[Tutor] Selecting first matching element from a list

bob gailer bgailer at gmail.com
Wed Jan 14 17:25:51 CET 2009

Noufal Ibrahim wrote:
> bob gailer wrote:
>> 2) "looks bad" and "is ugly" are emotional responses. What are you 
>> feeling and wanting when you say those things?
> It's hard for me to qualify really but my general idea of list 
> comprehensions is that they transform and filter lists creating other 
> lists.
> For instance, I'd call this
> if key in foo:
>   return foo[key]
> else:
>   return 'unknown'
> 'ugly' when compared to
> return foo.get(key,'unknown')
> I guess I'm looking for the idiomatic way of performing such an 
> operation. My gut feel tells me that the zeroth element of a list 
> comprehension is not the right way to go but I wanted 
> confirmation/rebuttal.

I suggest writing the algorithm in step-by-step pseudocode then asking 
"how can I write this in Python"?

High level goal: Given a list of numbers, return the first that meets a 
condition. If none meet the condition, return 'unknown'.
Step-by-step process in pseudocode:

for each element in list
  see if it meets the condition
  if it does
    stop and return the element
if we have not stopped
  return 'unknown'

How many ways are there in Python to go thru a list (and apply a 
function to each element)? The ones I know are:
list comprehension

I discard while as for takes less code and is easier to understand.
I discard map() as it is the "old way" to do a comprehension.

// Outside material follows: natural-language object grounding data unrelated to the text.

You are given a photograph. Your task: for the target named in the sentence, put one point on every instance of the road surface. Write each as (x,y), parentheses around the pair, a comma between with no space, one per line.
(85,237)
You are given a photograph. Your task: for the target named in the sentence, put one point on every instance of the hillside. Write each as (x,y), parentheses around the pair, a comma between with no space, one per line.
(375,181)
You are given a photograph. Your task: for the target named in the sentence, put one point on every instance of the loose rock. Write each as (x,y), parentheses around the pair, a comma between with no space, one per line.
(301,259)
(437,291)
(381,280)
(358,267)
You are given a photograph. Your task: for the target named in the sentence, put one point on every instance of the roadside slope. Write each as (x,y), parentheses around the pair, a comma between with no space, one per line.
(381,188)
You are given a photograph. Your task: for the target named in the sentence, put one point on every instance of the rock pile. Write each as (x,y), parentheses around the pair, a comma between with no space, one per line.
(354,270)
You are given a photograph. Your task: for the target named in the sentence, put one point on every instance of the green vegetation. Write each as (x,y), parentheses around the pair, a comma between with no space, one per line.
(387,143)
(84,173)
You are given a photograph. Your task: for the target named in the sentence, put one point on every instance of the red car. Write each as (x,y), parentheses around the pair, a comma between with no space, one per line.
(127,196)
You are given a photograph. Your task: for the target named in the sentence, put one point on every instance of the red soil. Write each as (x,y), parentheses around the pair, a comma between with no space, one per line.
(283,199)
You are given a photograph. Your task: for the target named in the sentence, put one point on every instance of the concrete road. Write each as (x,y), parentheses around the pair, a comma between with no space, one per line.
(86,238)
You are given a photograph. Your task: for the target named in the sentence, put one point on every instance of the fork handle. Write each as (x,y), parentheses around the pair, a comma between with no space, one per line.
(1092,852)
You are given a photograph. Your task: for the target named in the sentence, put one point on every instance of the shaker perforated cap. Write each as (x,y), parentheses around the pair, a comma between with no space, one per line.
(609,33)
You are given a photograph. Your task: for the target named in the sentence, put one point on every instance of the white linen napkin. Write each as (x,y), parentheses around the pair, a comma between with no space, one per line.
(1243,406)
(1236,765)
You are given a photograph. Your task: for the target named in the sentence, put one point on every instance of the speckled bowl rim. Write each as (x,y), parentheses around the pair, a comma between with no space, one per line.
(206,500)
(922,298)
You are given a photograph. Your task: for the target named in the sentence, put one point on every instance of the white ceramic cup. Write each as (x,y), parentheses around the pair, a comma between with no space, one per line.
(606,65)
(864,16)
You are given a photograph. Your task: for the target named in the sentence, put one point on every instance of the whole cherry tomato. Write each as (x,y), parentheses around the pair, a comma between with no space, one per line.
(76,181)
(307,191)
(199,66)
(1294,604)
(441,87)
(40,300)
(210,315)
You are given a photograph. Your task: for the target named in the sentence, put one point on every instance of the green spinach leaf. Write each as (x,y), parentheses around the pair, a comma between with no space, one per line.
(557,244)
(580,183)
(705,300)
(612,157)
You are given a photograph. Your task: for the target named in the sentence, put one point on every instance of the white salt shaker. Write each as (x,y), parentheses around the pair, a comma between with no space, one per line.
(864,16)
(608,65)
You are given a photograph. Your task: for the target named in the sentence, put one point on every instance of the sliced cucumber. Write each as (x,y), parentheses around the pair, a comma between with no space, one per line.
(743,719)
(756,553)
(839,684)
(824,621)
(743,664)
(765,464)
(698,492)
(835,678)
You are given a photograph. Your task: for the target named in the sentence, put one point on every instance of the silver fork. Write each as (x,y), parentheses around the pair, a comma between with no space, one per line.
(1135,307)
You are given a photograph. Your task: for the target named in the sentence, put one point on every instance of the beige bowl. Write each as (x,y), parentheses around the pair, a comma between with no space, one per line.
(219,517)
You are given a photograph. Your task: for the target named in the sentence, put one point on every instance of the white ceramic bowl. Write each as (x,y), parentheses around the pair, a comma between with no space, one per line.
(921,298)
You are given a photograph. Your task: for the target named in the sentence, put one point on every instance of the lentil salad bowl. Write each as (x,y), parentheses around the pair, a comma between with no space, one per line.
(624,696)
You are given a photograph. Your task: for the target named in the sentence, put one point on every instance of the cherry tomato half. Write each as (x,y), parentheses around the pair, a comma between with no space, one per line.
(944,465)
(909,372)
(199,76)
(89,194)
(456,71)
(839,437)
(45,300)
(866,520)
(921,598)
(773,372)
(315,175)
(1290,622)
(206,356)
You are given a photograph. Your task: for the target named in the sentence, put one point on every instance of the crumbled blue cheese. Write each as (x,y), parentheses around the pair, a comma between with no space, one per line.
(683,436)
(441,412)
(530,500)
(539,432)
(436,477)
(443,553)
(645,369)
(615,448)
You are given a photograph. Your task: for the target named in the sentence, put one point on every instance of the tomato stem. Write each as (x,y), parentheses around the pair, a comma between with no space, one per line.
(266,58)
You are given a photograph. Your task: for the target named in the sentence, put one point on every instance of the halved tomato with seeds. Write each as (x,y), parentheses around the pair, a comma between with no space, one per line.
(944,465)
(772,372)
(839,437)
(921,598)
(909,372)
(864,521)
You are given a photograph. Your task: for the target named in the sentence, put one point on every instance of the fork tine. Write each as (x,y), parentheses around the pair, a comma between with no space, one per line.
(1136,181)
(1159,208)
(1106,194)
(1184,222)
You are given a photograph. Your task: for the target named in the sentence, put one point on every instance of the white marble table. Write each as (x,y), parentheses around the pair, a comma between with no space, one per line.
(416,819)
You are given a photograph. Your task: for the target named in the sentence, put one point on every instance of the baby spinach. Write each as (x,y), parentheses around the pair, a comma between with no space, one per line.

That leaves for and comprehension.

The advantage of for is that you can stop the process once you find the 
desired element.
The advantage of comprehension is compactness and readability.

You must work with the tools available (or write your own). But the 
heart of anything you write will be the original pseudocode.

Then you must live with any emotional reactions.